Pengamat: September Hitam Harus Diwaspadai Agar Tidak Menjadi Mobilisasi Kebencian

Pengamat politik Ayip Tayana dari Indeks Data Nasional menilai istilah 'September Hitam' yang viral di media sosial sebagai bagian dari aktivisme digital yang positif, namun mengingatkan agar momentum ini tidak digunakan untuk mobilisasi massa berbasis kebencian. Ia menekankan bahwa peristiwa mengenaskan pada masa lalu memang tidak bisa dilupakan, tetapi harus disikapi secara konstruktif.

Ayip mengakui bahwa rencana demonstrasi mahasiswa terkait pelanggaran HAM masa lalu sah-sah saja sebagai bagian dari demokrasi, namun mempertanyakan apakah demonstrasi merupakan satu-satunya solusi untuk menyelesaikan pelanggaran HAM. Ia menyatakan bahwa pemerintah sudah mengakui 12 kasus pelanggaran HAM berat dan berkomitmen untuk memulihkan korban, sehingga tuntutan aksi yang hanya meminta pengakuan ulang terhadap pelanggaran yang sudah diakui dinilai tidak tepat.

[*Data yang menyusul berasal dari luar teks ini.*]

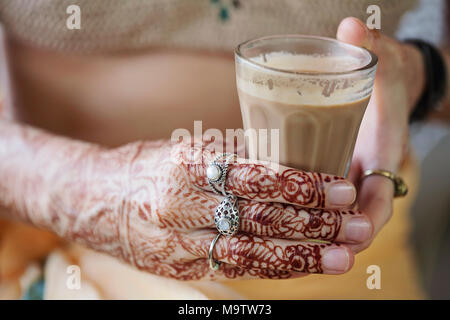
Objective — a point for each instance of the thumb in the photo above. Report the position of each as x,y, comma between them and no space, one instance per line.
354,31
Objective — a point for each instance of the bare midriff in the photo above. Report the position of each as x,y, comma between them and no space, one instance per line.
115,99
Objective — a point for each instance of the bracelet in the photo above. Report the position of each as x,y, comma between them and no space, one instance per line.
435,80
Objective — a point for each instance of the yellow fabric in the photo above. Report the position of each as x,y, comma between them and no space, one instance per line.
390,251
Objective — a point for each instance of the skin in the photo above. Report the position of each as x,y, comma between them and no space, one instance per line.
103,173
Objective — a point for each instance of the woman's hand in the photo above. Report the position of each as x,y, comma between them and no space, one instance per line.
148,204
383,137
151,205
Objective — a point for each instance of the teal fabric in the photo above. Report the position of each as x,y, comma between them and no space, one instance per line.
35,291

Pengamat menekankan bahwa mahasiswa dan masyarakat sipil seharusnya memberikan solusi konkret, seperti mengidentifikasi korban yang belum terverifikasi, memastikan pemulihan benar-benar terwujud, dan mencegah pelanggaran serupa terjadi di masa depan. Ia juga meminta agar demonstrasi tidak hanya menuntut pengakuan, tetapi juga mendorong solusi nyata dalam penyelesaian persoalan HAM.